I know people who are financially free and yet they are not rich by any common definition of the word. One of the financially free I know is a dive boat captain in Key West who makes less than $40,000 a year. She is financially free because she lives on the boat, makes a minimal investment in work clothing, does not pay rent, has no debt and no commute. In fact, she doesn’t even own a car. Many days she brings dinner home in the form of fresh ocean fish. She does have enough savings to cover an emergency, has good health insurance and an upwardly mobile career path to a job that will eventually pay in the low six figures. Her life is much like one continuous beer commercial and you can frequently find her at the Green Parrot in Key West, crushing beer cans and talking baseball underneath sun-bleached dreadlocks. That’s what financial freedom looks like.
Financial freedom, as I’m defining it, is having a low-stress lifestyle, a career that you love and fits your personality and enough money that you don’t have to worry about money or borrow to cover an emergency expense.
Avoiding Entanglements
The key to having financial freedom is, as much as possible, avoiding the entanglements that limit your mobility. Mobility is a tactical advantage that allows you to pursue opportunities wherever they arise. Mobility limits the amount of junk you can collect because you have to haul it around. Mobility means avoiding large financial entanglements, like a mortgage and excessive student loans. The number one step toward financial freedom is avoiding being nailed to the ground or trapped in a dead end job by bills.
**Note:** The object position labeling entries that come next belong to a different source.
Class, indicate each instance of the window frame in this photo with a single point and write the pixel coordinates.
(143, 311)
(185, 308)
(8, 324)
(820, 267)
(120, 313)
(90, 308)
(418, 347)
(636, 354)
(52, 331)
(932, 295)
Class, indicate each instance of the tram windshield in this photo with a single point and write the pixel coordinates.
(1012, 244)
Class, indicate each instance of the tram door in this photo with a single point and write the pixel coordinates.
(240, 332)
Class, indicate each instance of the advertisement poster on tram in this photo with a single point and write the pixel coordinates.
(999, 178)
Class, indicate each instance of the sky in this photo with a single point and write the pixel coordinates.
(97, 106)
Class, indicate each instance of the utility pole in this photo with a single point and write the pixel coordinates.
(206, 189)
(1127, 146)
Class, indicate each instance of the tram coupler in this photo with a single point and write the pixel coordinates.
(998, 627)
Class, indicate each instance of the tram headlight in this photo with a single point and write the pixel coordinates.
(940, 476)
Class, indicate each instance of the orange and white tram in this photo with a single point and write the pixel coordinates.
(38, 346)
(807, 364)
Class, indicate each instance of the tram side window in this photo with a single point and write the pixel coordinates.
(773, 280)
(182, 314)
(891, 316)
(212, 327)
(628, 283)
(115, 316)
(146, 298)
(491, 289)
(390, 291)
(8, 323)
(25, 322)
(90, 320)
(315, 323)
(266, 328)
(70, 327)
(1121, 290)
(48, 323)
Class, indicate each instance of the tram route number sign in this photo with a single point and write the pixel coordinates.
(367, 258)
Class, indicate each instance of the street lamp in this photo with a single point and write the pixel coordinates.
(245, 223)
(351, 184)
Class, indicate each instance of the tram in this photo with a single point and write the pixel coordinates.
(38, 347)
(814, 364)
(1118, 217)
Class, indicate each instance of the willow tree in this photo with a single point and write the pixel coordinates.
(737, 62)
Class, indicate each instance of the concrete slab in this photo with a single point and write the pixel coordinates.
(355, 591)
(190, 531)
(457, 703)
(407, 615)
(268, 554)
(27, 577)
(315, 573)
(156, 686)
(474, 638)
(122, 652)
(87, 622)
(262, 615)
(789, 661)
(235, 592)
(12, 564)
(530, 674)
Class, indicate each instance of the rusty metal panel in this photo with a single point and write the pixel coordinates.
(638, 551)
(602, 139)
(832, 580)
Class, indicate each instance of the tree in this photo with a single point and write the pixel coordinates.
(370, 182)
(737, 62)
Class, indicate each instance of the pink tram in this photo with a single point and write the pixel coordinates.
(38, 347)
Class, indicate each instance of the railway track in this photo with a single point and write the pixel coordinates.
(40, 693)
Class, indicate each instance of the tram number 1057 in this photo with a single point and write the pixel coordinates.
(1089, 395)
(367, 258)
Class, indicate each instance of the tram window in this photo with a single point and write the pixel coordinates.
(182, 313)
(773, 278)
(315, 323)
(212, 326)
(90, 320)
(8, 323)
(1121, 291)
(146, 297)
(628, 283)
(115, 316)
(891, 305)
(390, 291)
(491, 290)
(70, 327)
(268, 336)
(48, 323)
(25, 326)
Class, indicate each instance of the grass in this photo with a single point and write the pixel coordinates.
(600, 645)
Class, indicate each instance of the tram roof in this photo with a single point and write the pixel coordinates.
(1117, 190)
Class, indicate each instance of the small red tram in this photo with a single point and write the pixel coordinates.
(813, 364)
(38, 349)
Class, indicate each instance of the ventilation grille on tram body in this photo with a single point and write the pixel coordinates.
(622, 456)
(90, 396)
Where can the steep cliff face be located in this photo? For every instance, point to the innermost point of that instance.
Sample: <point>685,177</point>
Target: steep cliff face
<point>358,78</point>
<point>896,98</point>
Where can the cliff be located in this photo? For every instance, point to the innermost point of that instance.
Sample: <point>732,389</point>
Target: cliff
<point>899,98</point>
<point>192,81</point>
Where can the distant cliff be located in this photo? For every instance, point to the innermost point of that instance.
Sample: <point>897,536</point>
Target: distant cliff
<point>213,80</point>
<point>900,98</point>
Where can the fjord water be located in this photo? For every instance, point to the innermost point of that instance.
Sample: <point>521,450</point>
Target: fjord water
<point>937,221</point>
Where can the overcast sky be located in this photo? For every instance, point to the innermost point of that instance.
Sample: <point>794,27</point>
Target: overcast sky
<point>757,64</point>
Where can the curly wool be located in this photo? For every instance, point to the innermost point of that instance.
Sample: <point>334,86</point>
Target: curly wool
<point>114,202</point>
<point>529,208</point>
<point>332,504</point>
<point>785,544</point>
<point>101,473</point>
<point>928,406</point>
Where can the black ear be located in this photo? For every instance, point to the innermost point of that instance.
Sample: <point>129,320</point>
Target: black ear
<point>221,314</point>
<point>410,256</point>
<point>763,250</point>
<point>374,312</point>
Matching Your Lifestyle To Your Income
Achieving financial freedom also means living below your means. Very few of the financially free own lavish homes because they see housing as an expense and not as an investment. Another of the financially free I know has no furniture that isn’t inflatable. He works a day job but his home is decorated with a sailboard, scuba tanks and a 40 gallon cooler, which does double duty as a dining room table. Certainly that’s an extreme example but the idea is that the financially free place a higher value on experiences and relationships than they do on accumulating things.
Building Your Own Business
My friend in Key West is part owner of the boat she captains and is working toward someday buying her own boat. The majority of the financially free that I have met either run their own business or are working toward that goal. The majority of the wealthy made their money in business for themselves or in careers with high salaries. The sad fact is that working for wages is the path to financial mediocrity. If you are going to work for wages then at least pick a high-paying career.
Too many people are trapped in careers mismatched to their interests and by entanglements that are a constant source of stress. Avoiding getting into that situation in the first place is your best path to financial freedom. Once you’re mired in the entanglements of fiscal mediocrity it’s much more effort to free yourself.